The finished compost doesn’t require screening. “We can grind it pretty fine with the Sundance grinder and the Brown Bear aerator produces a material that is fine enough,” says Debach. Grinding the residuals also has solved an odor problem. “The slaughterhouse is located in a residential area and we have good neighbors,” he adds. “Before, there was an odor when we turned the windrows, but grinding has pretty much eliminated that.”
BUILDING SALES
In 2003, Chick and Mike Debach started a new business, the All Natural Beef Company, to raise grass-fed beef without growth hormones, antibiotics or chemicals. “We saw a customer base that was asking for something different than our traditional products,” explains Mike Debach. Eighteen head of cattle are currently grazing on 15 acres of pasture next to the meat plant. Most of the compost is being spread on those pastures. “It turned out very well that we have the pastures right here,” he says.
Leona Meat Plant also started selling some of its compost in June 2007. Local residents come to the meat plant in their pickup trucks to buy the compost for their gardens and flowerbeds, and to plant trees. “A spokesperson for a local fertilizer company told me that it was worth $130/ton, but we are currently selling it for about half that,” says Debach. “Farmers can use the compost on their pastures but the cost of trucking it has been prohibitive. However, if the cost of fuel continues to drop, that may open the door for us to sell more.”
The Debachs plan to start marketing the compost more aggressively. “We’re making a good product now,” observes Debach. “We have the compost tested by a fertilizer company so customers know what they are getting.” He estimates that 200 tons of compost will be produced annually, based on the capacity of the slaughterhouse to produce animal residuals. “We looked at bringing in off-site materials such as food and lawn waste to make more compost but decided that we didn’t want to go through the permitting and monitoring that would be required,” he adds. “It would involve a lot more time and manpower than we have available right now.”

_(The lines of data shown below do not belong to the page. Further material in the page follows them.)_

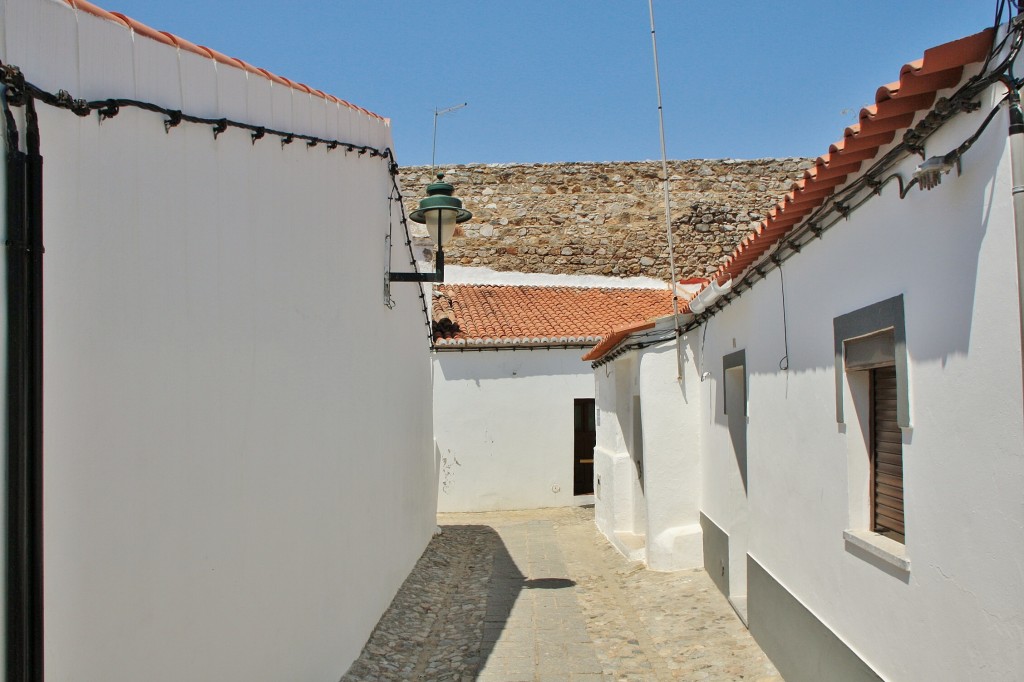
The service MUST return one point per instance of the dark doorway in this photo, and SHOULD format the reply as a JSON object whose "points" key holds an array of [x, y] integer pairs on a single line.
{"points": [[583, 445]]}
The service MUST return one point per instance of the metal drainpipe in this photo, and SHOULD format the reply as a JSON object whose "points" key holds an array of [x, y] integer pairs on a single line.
{"points": [[1017, 166], [25, 409]]}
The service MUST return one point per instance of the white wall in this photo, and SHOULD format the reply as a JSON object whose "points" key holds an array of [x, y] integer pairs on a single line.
{"points": [[239, 469], [621, 509], [672, 457], [950, 253], [504, 427]]}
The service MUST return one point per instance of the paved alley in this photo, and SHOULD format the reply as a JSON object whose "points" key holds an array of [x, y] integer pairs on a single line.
{"points": [[541, 595]]}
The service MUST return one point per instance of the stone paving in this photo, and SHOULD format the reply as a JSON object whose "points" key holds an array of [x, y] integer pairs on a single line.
{"points": [[541, 595]]}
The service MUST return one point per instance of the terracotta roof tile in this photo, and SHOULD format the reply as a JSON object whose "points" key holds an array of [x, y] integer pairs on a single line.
{"points": [[182, 44], [614, 338], [895, 107], [505, 314]]}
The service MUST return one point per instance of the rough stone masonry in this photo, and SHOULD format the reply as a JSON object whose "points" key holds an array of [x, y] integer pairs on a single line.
{"points": [[607, 218]]}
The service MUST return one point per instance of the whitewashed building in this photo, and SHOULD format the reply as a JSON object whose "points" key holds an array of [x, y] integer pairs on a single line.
{"points": [[237, 478], [845, 437], [513, 402]]}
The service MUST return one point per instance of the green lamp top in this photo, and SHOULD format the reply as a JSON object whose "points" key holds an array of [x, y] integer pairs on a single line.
{"points": [[439, 197]]}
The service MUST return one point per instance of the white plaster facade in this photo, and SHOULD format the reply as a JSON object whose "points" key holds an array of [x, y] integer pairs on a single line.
{"points": [[504, 427], [238, 435], [955, 612], [646, 462]]}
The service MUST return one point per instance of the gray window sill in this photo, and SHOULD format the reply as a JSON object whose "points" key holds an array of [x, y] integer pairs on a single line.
{"points": [[880, 547]]}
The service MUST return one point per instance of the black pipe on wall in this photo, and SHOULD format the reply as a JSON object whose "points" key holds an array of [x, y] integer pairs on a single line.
{"points": [[25, 399]]}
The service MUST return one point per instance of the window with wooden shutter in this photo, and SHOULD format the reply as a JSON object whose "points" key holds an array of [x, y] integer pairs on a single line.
{"points": [[887, 456]]}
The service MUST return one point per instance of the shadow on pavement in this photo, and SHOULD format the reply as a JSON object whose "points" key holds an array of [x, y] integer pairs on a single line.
{"points": [[451, 610]]}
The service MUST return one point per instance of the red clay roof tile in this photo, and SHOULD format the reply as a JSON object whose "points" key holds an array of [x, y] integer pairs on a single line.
{"points": [[895, 107], [209, 53], [506, 314]]}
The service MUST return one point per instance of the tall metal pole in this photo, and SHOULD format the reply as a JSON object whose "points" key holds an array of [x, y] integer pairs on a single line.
{"points": [[437, 115], [668, 200]]}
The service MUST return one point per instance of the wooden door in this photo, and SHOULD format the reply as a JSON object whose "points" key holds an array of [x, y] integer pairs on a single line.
{"points": [[585, 431]]}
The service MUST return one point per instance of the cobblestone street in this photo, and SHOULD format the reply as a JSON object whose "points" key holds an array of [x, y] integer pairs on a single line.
{"points": [[541, 595]]}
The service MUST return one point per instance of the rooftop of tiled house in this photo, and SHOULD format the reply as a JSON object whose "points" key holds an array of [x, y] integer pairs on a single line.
{"points": [[140, 29], [506, 314], [896, 105]]}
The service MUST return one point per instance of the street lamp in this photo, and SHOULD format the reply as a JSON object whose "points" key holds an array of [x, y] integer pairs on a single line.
{"points": [[440, 212]]}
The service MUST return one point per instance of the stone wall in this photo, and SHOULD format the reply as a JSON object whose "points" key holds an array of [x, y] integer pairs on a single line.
{"points": [[606, 218]]}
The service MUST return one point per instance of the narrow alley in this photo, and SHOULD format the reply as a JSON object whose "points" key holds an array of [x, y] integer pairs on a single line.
{"points": [[541, 595]]}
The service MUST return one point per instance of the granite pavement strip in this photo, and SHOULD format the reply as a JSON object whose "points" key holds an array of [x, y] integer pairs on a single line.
{"points": [[542, 595]]}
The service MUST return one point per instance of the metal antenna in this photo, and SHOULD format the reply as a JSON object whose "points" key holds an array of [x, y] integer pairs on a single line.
{"points": [[668, 200], [437, 115]]}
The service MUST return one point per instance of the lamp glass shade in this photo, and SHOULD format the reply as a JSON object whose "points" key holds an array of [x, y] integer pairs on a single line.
{"points": [[440, 223]]}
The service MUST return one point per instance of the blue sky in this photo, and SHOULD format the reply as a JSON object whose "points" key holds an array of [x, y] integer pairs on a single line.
{"points": [[572, 80]]}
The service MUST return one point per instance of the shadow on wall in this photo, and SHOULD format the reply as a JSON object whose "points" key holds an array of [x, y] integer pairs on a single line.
{"points": [[461, 592], [488, 365]]}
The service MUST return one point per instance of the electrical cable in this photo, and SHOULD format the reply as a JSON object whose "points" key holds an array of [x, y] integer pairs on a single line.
{"points": [[17, 90], [912, 142], [783, 364]]}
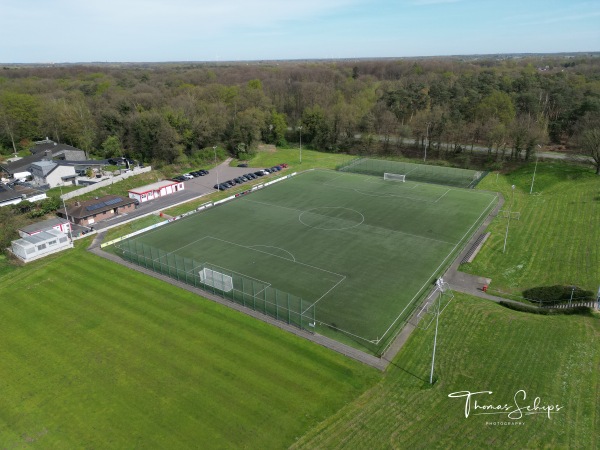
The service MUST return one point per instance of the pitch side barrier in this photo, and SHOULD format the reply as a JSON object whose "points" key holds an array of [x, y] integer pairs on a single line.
{"points": [[200, 208]]}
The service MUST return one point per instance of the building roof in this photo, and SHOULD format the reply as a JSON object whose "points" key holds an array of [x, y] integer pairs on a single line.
{"points": [[97, 206], [44, 236], [44, 225], [47, 144], [39, 153], [45, 166], [154, 186], [7, 194]]}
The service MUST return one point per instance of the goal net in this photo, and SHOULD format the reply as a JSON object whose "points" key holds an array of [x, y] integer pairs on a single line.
{"points": [[216, 279], [394, 177]]}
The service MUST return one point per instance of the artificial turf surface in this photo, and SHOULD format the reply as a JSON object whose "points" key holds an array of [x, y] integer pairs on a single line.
{"points": [[361, 250]]}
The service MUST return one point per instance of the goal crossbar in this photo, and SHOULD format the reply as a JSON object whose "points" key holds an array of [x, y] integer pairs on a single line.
{"points": [[394, 177]]}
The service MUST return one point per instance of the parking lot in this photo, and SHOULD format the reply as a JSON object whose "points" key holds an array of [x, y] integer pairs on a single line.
{"points": [[194, 188]]}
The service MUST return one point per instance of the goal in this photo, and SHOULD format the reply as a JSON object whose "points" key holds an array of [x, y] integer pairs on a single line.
{"points": [[216, 279], [394, 177]]}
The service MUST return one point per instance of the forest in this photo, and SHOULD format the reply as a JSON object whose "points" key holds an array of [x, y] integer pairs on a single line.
{"points": [[172, 113]]}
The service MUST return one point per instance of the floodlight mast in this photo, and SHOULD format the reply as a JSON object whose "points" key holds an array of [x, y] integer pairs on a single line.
{"points": [[534, 170], [508, 221], [437, 320], [216, 167]]}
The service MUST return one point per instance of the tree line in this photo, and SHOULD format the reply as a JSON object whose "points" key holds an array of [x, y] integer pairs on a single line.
{"points": [[174, 113]]}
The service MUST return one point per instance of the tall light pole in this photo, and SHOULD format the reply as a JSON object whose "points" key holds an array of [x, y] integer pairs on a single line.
{"points": [[66, 215], [534, 170], [437, 320], [300, 129], [216, 167], [426, 141], [508, 221]]}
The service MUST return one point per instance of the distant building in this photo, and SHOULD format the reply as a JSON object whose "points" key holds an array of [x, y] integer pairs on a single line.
{"points": [[44, 243], [12, 195], [156, 190], [92, 211], [52, 174], [55, 223], [46, 149]]}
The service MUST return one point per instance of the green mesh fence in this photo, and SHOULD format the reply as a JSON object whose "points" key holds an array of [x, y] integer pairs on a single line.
{"points": [[244, 290], [449, 176]]}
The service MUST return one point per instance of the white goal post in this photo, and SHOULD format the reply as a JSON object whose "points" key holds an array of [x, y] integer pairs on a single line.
{"points": [[394, 177], [216, 279]]}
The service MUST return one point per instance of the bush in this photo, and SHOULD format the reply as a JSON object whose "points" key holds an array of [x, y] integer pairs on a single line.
{"points": [[556, 294]]}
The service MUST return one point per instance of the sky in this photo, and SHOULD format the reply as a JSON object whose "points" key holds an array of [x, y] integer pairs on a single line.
{"points": [[58, 31]]}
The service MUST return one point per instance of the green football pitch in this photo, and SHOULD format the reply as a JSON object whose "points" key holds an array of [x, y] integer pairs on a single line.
{"points": [[342, 254]]}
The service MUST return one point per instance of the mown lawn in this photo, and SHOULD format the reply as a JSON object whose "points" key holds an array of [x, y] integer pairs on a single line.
{"points": [[98, 356], [556, 240], [481, 347]]}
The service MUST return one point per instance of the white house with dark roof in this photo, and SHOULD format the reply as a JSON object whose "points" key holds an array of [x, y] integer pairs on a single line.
{"points": [[52, 173], [30, 248], [91, 211], [56, 223]]}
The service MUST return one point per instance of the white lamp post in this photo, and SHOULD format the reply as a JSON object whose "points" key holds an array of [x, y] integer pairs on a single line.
{"points": [[300, 129], [426, 141], [534, 170], [216, 167], [508, 221]]}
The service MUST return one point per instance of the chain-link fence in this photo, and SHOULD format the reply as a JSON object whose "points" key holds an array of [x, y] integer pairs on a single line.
{"points": [[252, 293]]}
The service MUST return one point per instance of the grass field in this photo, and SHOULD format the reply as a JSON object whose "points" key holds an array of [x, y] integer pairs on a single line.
{"points": [[98, 356], [360, 250], [556, 240], [481, 347]]}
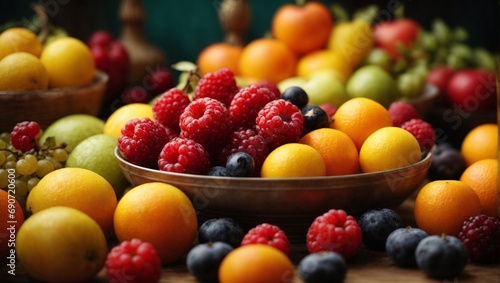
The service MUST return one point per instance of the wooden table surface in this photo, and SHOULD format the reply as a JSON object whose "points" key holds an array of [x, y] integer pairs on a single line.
{"points": [[367, 266]]}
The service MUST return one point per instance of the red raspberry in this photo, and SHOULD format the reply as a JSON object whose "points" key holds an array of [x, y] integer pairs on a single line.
{"points": [[267, 234], [481, 236], [423, 132], [25, 135], [246, 140], [207, 122], [401, 112], [141, 142], [169, 106], [247, 103], [220, 85], [279, 122], [335, 231], [183, 155], [133, 261]]}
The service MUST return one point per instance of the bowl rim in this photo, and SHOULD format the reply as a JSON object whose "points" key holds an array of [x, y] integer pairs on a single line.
{"points": [[100, 77], [426, 159]]}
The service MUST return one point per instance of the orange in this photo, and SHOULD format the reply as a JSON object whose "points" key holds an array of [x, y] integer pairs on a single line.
{"points": [[324, 60], [69, 63], [338, 150], [293, 160], [12, 216], [482, 177], [267, 59], [256, 263], [22, 71], [160, 214], [19, 39], [78, 188], [360, 117], [479, 143], [389, 148], [442, 206], [219, 55], [303, 28]]}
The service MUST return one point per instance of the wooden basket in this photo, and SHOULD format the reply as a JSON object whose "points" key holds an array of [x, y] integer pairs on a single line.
{"points": [[47, 106]]}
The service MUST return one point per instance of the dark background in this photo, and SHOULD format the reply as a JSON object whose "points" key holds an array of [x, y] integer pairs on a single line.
{"points": [[181, 28]]}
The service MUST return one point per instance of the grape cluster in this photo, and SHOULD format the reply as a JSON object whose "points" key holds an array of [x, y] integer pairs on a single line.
{"points": [[21, 170]]}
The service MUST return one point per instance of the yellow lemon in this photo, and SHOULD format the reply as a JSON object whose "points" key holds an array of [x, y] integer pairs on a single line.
{"points": [[22, 71], [117, 120], [19, 39], [293, 160], [69, 63], [389, 148]]}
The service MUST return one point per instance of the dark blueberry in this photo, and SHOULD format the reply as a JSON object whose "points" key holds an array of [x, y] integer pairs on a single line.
{"points": [[203, 260], [218, 171], [441, 257], [314, 118], [447, 163], [240, 164], [401, 245], [322, 267], [296, 95], [376, 225], [225, 230]]}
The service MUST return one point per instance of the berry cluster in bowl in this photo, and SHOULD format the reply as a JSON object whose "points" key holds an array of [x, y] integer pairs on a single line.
{"points": [[222, 129]]}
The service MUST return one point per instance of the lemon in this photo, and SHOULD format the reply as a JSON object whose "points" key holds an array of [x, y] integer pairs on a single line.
{"points": [[293, 160], [73, 129], [19, 39], [96, 153], [117, 120], [69, 63], [22, 71], [389, 148]]}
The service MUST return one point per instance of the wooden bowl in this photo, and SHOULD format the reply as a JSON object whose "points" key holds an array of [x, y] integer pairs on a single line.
{"points": [[47, 106], [290, 203]]}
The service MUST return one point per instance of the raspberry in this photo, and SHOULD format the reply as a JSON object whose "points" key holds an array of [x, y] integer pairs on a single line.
{"points": [[133, 261], [25, 135], [220, 85], [279, 122], [207, 122], [481, 236], [401, 112], [246, 140], [423, 132], [183, 155], [169, 106], [335, 231], [141, 142], [267, 234], [247, 103]]}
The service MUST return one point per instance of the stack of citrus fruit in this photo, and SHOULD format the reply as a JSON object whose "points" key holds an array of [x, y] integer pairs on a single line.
{"points": [[26, 64]]}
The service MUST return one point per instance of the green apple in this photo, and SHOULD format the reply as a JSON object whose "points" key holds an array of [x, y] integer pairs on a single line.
{"points": [[73, 129], [96, 153], [372, 81]]}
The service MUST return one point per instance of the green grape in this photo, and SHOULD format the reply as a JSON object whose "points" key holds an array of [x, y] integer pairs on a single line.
{"points": [[44, 167], [4, 179], [32, 182], [60, 155]]}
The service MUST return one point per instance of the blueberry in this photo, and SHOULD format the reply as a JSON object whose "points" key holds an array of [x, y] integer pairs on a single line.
{"points": [[401, 245], [240, 164], [314, 118], [203, 260], [218, 171], [225, 230], [376, 225], [296, 95], [320, 267], [441, 257]]}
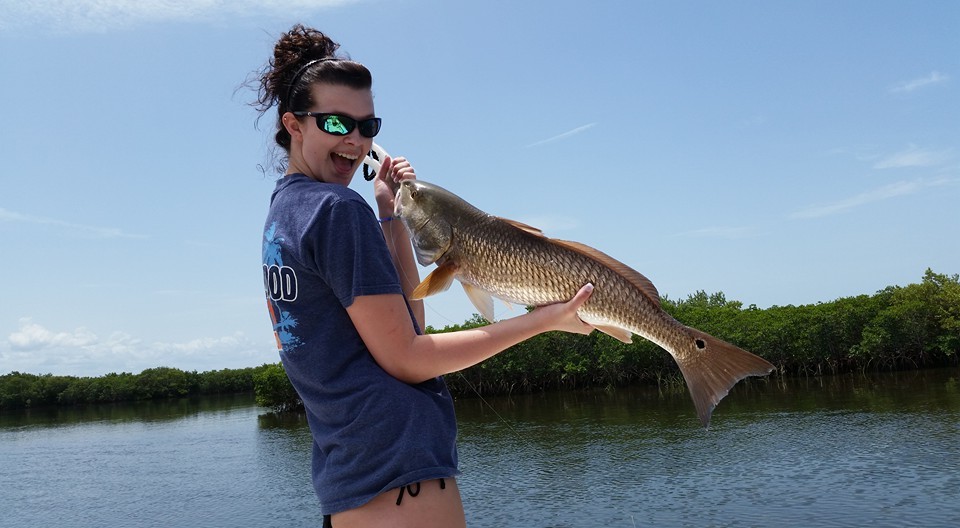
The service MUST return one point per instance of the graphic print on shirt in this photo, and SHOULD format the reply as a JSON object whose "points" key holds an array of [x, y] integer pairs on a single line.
{"points": [[279, 284]]}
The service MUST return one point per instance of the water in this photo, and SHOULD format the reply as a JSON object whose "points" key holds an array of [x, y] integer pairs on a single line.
{"points": [[880, 450]]}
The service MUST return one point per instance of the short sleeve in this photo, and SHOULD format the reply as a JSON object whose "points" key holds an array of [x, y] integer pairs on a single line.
{"points": [[351, 253]]}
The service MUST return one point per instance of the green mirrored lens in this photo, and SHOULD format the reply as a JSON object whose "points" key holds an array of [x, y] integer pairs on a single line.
{"points": [[339, 125]]}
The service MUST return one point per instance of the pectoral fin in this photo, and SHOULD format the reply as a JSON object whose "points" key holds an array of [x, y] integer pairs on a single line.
{"points": [[481, 300], [437, 281], [620, 334]]}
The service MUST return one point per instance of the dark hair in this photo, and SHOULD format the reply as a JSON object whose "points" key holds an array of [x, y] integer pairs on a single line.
{"points": [[287, 78]]}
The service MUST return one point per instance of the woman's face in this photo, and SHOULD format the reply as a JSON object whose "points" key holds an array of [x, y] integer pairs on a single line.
{"points": [[323, 156]]}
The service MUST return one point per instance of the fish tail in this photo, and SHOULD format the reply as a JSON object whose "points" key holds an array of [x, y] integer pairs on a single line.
{"points": [[713, 367]]}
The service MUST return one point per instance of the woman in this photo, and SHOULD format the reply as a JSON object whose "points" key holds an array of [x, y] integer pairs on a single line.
{"points": [[337, 279]]}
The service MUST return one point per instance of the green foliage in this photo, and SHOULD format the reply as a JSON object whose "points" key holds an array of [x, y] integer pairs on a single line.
{"points": [[897, 328], [273, 389], [19, 390]]}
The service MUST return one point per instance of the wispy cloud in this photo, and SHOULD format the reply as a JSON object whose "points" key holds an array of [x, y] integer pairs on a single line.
{"points": [[31, 336], [914, 156], [725, 232], [84, 16], [79, 229], [935, 77], [565, 135], [893, 190], [81, 352]]}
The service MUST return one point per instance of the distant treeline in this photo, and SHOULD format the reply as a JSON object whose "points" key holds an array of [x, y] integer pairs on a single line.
{"points": [[19, 390], [916, 326]]}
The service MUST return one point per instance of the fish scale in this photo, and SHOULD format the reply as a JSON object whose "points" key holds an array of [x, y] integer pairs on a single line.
{"points": [[492, 256]]}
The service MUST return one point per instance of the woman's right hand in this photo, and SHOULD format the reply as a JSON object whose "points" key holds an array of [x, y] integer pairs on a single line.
{"points": [[565, 314]]}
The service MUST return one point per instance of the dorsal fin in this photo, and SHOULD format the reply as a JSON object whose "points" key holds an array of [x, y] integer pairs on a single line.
{"points": [[632, 275], [524, 227]]}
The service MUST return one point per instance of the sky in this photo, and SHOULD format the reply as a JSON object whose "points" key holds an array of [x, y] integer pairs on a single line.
{"points": [[783, 153]]}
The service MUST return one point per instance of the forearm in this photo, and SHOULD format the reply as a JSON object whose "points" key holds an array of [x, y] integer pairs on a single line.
{"points": [[432, 355], [384, 326]]}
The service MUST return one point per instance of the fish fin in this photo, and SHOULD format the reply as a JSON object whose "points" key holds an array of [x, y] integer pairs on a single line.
{"points": [[632, 275], [481, 300], [712, 367], [437, 281], [620, 334], [523, 227]]}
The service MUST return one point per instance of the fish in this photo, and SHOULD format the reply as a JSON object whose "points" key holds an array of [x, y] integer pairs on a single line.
{"points": [[495, 257]]}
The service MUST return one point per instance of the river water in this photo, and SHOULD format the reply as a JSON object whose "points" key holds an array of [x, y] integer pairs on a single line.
{"points": [[878, 450]]}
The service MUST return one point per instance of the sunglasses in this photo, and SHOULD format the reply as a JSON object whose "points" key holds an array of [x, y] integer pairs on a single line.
{"points": [[341, 125]]}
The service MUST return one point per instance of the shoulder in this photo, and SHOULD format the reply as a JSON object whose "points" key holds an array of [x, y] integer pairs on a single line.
{"points": [[307, 195]]}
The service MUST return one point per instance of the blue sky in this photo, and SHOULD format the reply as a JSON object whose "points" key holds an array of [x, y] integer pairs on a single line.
{"points": [[779, 152]]}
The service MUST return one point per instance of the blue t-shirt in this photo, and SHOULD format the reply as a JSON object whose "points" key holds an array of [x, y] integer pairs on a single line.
{"points": [[322, 248]]}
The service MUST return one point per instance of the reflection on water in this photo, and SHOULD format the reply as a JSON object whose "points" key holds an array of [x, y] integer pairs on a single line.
{"points": [[878, 450]]}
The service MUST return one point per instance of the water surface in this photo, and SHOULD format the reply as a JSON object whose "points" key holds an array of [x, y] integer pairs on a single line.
{"points": [[877, 450]]}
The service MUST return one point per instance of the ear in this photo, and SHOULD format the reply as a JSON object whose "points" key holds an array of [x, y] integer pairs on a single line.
{"points": [[292, 124]]}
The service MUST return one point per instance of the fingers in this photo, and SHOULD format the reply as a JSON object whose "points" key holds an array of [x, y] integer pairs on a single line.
{"points": [[581, 296], [396, 170]]}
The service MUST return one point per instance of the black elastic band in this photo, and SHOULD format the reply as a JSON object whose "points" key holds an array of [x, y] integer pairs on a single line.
{"points": [[413, 492]]}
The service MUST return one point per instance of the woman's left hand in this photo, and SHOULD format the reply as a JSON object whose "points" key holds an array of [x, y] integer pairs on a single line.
{"points": [[392, 172]]}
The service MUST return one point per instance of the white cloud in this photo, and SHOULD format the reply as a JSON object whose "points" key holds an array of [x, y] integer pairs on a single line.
{"points": [[565, 135], [79, 229], [886, 192], [31, 336], [935, 77], [81, 352], [914, 156], [82, 16]]}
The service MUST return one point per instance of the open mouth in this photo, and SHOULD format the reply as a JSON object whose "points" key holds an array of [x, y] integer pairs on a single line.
{"points": [[343, 162]]}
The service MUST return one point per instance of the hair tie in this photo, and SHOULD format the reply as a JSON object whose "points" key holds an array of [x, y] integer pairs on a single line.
{"points": [[300, 72]]}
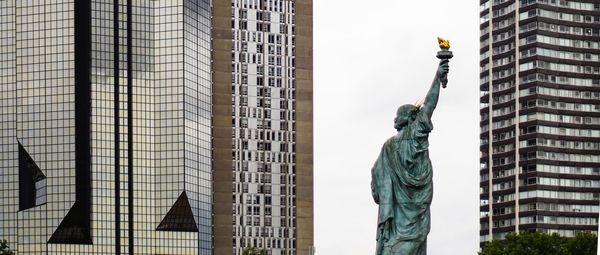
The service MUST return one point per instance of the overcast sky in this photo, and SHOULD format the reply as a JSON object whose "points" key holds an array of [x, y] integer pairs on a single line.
{"points": [[369, 58]]}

According to Debach, Leona Meat Plant saves $3,000/month by composting instead of paying a renderer to take the animal residuals. “Since we purchased the new composting equipment, we’ve been doing a much better job and have cut the composting time down from two to three years to six to eight weeks. The investment in the equipment was well worth it to get a good end product.”
Molly Farrell Tucker is a Contributing Editor to BioCycle.